In another words, a t-test compares the mean of one sample against the mean of another sample (or against a specific value such as 0). The important point is that it compares the mean for exactly two sets of data. A t-test compares the mean of one sample against the mean of another sample. The important point is that, it compares the mean for exactly two sets of data.

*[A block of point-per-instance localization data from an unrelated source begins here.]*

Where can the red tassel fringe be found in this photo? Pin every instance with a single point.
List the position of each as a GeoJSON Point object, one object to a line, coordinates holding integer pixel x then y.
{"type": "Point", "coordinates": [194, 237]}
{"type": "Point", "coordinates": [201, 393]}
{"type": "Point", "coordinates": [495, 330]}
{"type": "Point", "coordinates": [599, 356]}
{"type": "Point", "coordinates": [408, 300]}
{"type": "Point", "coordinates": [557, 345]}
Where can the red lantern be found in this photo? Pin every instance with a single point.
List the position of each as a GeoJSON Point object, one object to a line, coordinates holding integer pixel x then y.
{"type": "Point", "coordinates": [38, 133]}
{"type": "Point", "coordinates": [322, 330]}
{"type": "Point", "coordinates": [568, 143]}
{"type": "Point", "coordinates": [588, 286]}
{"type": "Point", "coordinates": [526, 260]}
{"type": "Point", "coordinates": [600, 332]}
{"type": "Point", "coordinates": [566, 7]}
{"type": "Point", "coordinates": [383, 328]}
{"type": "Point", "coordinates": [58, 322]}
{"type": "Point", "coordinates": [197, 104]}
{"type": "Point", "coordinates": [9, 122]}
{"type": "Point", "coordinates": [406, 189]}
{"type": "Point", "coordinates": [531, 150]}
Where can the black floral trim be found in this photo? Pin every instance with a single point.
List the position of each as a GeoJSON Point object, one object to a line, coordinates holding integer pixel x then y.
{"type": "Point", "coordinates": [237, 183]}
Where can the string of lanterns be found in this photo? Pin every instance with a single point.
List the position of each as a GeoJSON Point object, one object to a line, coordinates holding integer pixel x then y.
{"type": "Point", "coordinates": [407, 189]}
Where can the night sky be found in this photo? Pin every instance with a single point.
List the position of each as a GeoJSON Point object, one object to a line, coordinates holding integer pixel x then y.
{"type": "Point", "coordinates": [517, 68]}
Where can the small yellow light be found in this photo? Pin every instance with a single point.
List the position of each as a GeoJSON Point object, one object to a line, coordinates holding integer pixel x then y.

We use UScrime dataset distributed with the MASS package. It contains information about the effect of punishment regimes on cime rates in 47 US states in 1960.
library(MASS)
head(UScrime)
M So Ed Po1 Po2 LF M.F Pop NW U1 U2 GDP Ineq Prob Time
1 151 1 91 58 56 510 950 33 301 108 41 394 261 0.084602 26.2011
2 143 0 113 103 95 583 1012 13 102 96 36 557 194 0.029599 25.2999
3 142 1 89 45 44 533 969 18 219 94 33 318 250 0.083401 24.3006
4 136 0 121 149 141 577 994 157 80 102 39 673 167 0.015801 29.9012
5 141 0 121 109 101 591 985 18 30 91 20 578 174 0.041399 21.2998
6 121 0 110 118 115 547 964 25 44 84 29 689 126 0.034201 20.9995
y
1 791
2 1635
3 578
4 1969
5 1234
6 682
For data description column please visit Data Description.
A two-group independent t-test can be used to test the hypothesis that the two population means are equal. The default test assumes unequal variance and applies the Welsh degrees-of-freedom modification. By default, a two-tailed alternative is assumed that is, the means differ but the direction isn't specified.
library(MASS)
t.test(Prob ~ So, data=UScrime)
Welch Two Sample t-test
data: Prob by So
t = -3.8954, df = 24.925, p-value = 0.0006506
alternative hypothesis: true difference in means is not equal to 0
95 percent confidence interval:
-0.03852569 -0.01187439
sample estimates:
mean in group 0 mean in group 1
0.03851265 0.06371269
You can reject the hypothesis that the Southern states and non-Southern states have equal probabilities of imprisonment p<0.001.
A dependent t-test assumes that the difference between groups is normally distributed.
sapply(UScrime[c("U1","U2")], function(x)(c(mean=mean(x),sd=sd(x))))
U1 U2
mean 95.46809 33.97872
sd 18.02878 8.44545
In this case, the two groups are not independent.
with(UScrime, t.test(U1, U2, paired=TRUE))
Paired t-test
data: U1 and U2
t = 32.407, df = 46, p-value < 2.2e-16
alternative hypothesis: true difference in means is not equal to 0
95 percent confidence interval:
57.67003 65.30870
sample estimates:
mean of the differences
61.48936
The mean difference 61.48936 is large enough to warrant rejection of the hypothesis that the mean unemployment rate for older and younger males is the same. In fact, the probability of obtaining a sample diffrence this large if the population means are equal is less than 2.2e-16.